MSW: The new album ‘Silver Under Midnight,’ was recorded with Greg Chandler from Esoteric at Priory Studios in Sutton Coldfield. This is due to be released anytime now on the US label Bombworks Records. Greg has contributed some vocals to this, as has Martin Bowes from Attrition. These are both friends of mine and have both been a great help to the band. They also produce music which I admire. The album was recorded in only four days and took only a few days for Greg to mix and master. He has done an amazing job with this album and we are very pleased with the outcome.
We are also releasing an acoustic album which has been recorded over the last couple of years at various times. We are running a Kickstarter campaign to get this out on vinyl after the vinyl release was cancelled by Bombworks. Hopefully it will have a CD release as well. The Kickstarter project is doing really well so far. The album is entitled ‘Preservation Restoration Reconstruction.’
We have a new video for the song “The Last Man” on YouTube which is a short film based on a Twilight Zone episode. Our second double album was also re-released recently as “The Anatomy of Melancholy – reanimated edition.” In the near future we are planning a split album with another doom band that we are friends with.
ZT: Enlighten us. What has been your hugest source of inspiration? What are MSW’s music and lyrics all about?

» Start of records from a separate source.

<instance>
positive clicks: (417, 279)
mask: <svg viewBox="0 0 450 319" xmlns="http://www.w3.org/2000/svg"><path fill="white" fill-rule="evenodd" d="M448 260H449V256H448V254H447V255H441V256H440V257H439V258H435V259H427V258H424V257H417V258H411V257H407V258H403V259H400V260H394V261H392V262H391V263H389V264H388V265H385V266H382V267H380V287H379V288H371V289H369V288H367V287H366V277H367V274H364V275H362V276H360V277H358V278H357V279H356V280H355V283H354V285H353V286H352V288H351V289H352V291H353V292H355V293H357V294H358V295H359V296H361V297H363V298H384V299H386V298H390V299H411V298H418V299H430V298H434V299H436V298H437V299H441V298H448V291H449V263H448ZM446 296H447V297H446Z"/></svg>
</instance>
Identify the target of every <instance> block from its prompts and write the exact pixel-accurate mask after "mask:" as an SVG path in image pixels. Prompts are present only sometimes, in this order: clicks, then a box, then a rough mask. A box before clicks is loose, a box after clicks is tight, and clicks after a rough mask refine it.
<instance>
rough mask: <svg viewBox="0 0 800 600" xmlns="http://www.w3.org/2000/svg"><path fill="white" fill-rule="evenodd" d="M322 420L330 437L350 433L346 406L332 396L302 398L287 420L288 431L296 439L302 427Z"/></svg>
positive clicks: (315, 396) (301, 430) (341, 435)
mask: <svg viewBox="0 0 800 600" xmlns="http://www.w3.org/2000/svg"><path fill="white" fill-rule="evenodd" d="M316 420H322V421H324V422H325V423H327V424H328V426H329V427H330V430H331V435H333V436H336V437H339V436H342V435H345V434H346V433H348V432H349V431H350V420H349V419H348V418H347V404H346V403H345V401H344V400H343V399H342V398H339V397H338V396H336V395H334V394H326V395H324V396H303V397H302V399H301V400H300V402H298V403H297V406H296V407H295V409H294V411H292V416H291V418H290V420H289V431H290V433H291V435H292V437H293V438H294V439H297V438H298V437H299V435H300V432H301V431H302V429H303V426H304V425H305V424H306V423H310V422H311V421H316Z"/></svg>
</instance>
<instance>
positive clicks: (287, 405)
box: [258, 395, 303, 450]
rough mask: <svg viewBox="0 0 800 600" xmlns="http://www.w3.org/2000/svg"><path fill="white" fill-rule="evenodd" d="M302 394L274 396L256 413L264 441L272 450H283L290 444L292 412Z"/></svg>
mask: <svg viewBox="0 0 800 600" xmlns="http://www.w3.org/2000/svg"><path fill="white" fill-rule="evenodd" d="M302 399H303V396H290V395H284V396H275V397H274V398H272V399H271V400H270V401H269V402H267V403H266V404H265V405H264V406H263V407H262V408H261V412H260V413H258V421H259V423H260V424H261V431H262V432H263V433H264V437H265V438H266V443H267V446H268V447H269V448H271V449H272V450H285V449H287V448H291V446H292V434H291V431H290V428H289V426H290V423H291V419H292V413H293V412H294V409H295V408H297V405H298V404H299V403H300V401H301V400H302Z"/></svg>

MSW: There is no ‘message’ but rather a communication of experiences and thoughts. The lyrics are very important to me and often convey very personal insights into my own life and ideas. My hope is that they will provide comfort for those who have been through depression and trials in their lives rather than depress people. Lyrical and musical inspiration has come from the likes of Leonard Cohen, Dead Can Dance, Trouble, Sabbath, Zeppelin, My Dying Bride and many more artists which have prompted us to get out there and express ourselves in one way or another.
ZT: Shout-out to ZT readers! Broaden those musical spectrums!
MSW: Take 20 minutes to check out some of our songs and lyrics. Some people don’t even listen to any music they think doesn’t fit into their very narrow musical appreciation bracket.
We span many genres, some people find this confusing. Celtic Frost had the same thoughts about music and has inspired our musical philosophy of taking each song as it comes and not making it fit into any particular style. Thanks for the interview and thanks to everyone who took the time to read this! We hope that our new albums will be enjoyed by many and that our old albums will be discovered as a result.